1. Introduction
The field of geomatics has been constantly changing and expanding due to numerous technological advances. The traditional and most consolidated surveying techniques relied primarily on the punctual recording of discrete and precise measurements requiring skilled operators and precise instruments such as: levels, theodolites, tacheometers, classical aerial photogrammetry and GNSS (Global Navigation Satellite System). In recent years the field has flourished with newer instruments and methods aimed at quickly recording the complete 3D, producing a dense point-wise geometric description of the object surfaces, a.k.a. the point cloud, as it is the case with terrestrial laser scanners, portable laser scanners, airborne LiDAR (Light Detection And Ranging) and Structure from Motion (SfM) and image dense matching. These 3D dense geometric recordings of reality have enabled many new applications and are now widely adopted in fields such as: land mapping, construction, cultural heritage, archaeology, and infrastructure. Moreover, software development and advancements of algorithmic processes have opened the door to non-specialized instruments as well to be used for geomatics applications with great success further expanding the field. A noticeable example is the democratization of photogrammetry thanks to modern image-based modelling software and the support for low-cost consumer-grade hardware such as: DSLR (Digital Single Lens Reflex) cameras, smartphone cameras and UAVs (Unmanned Aerial Vehicles). However, despite the many advances achieved so far, such as laser scanning and SfM photogrammetry efficiency, there are applications where these techniques cannot effectively be used due to several limitations in maneuverability, acquisition range, execution time, and error propagation. For example: narrow spaces, tunnels, and caves remain a challenge when accurate dense mapping is required [
1,
2].
Hand-carriable and backpack-mounted Mobile Mapping Systems (MMSs) such as many commercial solutions nowadays available on the market: Geoslam Zeb Horizon [
3],Leica Geosystems BLK2GO [
4],Gexcel s.r.l. Heron [
5], NavVis VLX [
6], etc., are ideal instruments for indoor 3D mapping thanks to their maneuverability and speed-effectiveness of the survey operations. However, when employed in extensive or meandering narrow spaces and tunnel-like environments, the global accuracy attainable from these devices is hampered by drift error propagation [
7,
8] thus leaving the problem of efficiently digitizing narrow spaces unsolved. As an example, performing the geometric 3D survey of narrow tunnels or spiral staircases [
9] are challenging tasks: with a TLS is a burdensome and impractical process, even employing the newest more productive TLS solution that allows data pre-registration on the field, such as the Leica RTC360 [
4]; with a portable MMS, the field acquisition is optimized, nonetheless the unpredictable drift of the sensor’s estimated trajectory force the practitioners to integrate the efficient MMS survey with traditional burdensome ground control measurements.
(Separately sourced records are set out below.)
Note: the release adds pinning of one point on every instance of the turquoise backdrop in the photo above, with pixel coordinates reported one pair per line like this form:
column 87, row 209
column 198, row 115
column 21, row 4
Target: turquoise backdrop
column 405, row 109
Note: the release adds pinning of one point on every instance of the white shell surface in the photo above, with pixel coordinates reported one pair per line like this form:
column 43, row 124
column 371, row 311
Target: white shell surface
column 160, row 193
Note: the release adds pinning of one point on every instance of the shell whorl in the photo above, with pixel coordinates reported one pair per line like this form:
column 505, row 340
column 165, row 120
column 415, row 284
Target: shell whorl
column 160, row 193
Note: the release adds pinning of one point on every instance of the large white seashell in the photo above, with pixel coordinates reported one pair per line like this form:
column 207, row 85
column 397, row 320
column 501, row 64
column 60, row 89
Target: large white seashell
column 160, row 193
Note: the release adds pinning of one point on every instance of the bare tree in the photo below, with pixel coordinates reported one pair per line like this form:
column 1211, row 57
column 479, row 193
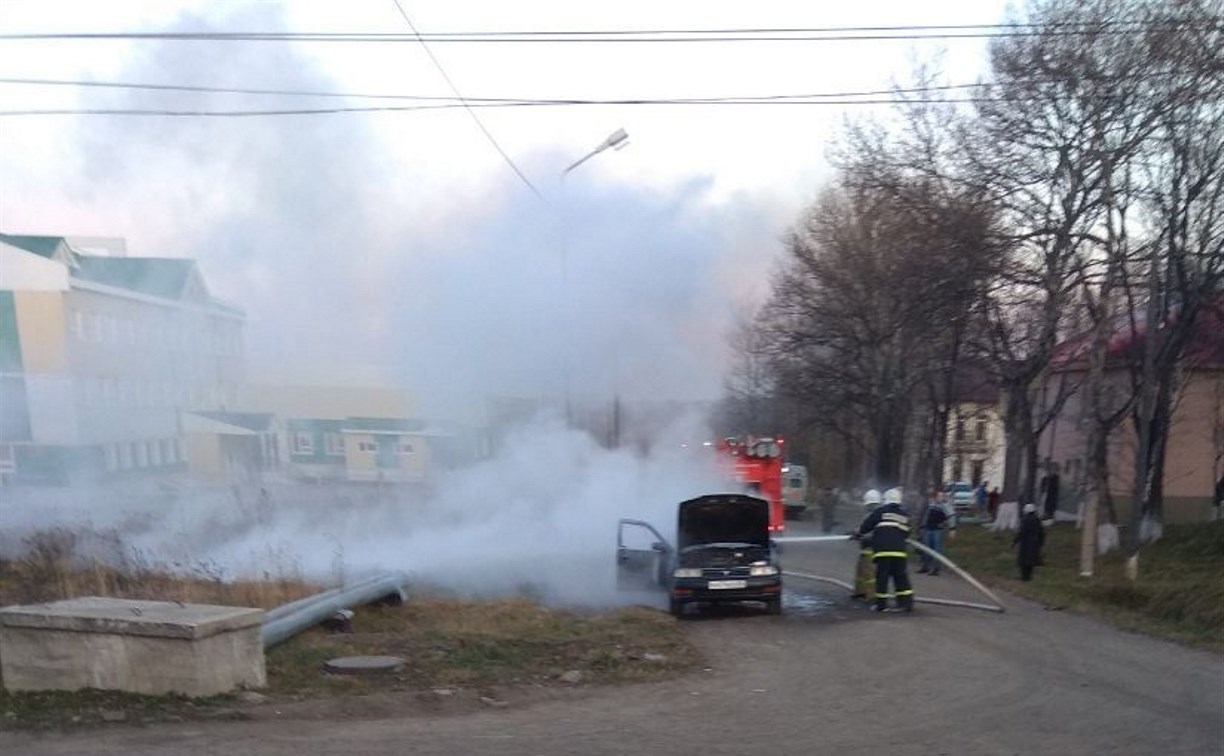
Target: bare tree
column 1182, row 193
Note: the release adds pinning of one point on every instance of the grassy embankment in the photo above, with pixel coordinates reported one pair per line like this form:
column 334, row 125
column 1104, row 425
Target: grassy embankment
column 447, row 642
column 1179, row 595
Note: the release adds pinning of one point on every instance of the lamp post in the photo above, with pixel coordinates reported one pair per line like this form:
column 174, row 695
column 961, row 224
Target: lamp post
column 616, row 140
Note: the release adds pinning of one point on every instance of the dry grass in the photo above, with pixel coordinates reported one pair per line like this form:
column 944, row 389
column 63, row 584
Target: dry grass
column 1179, row 593
column 446, row 641
column 54, row 567
column 452, row 642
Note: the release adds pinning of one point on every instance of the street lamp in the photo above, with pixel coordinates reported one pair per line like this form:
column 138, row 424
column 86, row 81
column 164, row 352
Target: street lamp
column 616, row 140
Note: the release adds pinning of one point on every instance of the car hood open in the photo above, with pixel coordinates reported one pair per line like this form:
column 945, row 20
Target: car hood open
column 725, row 518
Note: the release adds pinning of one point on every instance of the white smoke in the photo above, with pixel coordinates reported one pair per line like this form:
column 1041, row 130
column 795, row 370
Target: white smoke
column 541, row 516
Among portable range-based MMSs, those that are practically employable in narrow spaces, such as the Geoslam Zeb Horizon [
3] and other commercial instruments [
10,
11,
12] or similar devices from the research community [
13,
14], cannot rely on GNSS modules and can only house compact low-grade IMU (Inertial Measurement Unit). Thus a refined estimate of the device’s position, movement, and trajectory is computed from algorithmic processes i.e. SLAM (Simultaneous Localization and Mapping) algorithms [
15]. SLAM methods compute the device movements in unknown environments by exploiting the 3D geometry acquired by the LiDAR mapping sensors. They are prone to failure when ambiguous or featureless geometry is supplied. Even when suitable 3D geometry is available, SLAM is prone to drift error in long acquisitions, and this error is contained if loop closures are provided during the data acquisition. However, loop/closures are usually inherently denied in tunnel-like environments. Indeed, the very scenarios in which hand-carriable MMSs would be most useful are the same scenarios that tend to hamper the possibility of performing loops (tunnels, corridors). The same is true for Visual SLAM methods, using images data instead of LiDAR acquisition to compute movements [
16]. The visual SLAM approach works for ambiguous and featureless geometries while failing for poor image radiometric texture. The visual approach is more promising for the survey of narrow spaces and tunnel like environment since these tend to be geometrically monotonous but rich in radiometric texture. [
9] hinted that the image-based approach might be the most promising solution for the effective survey of narrow spaces, providing good robustness to drift error and good global accuracy. Indeed, the redundancy and robustness of SfM thanks to the bundle adjustment can constitute a solution to the problem in hand. The literature offers many accounts of off-line SfM and on-line visual SLAM approaches applied to the survey narrow spaces, from the uses of low-cost action cameras rigs [
17,
18] to custom stereo-cameras and multi-camera prototypes [
8,
19,
20,
21,
22,
23,
24,
25,
26].
The flourishing market of portable MMSs and the active research regarding fisheye photogrammetry and multi-camera rigs testify to the presence of a demand for a 3D digitization methodology that is both practical, agile, and fast in the field and accurate in its results.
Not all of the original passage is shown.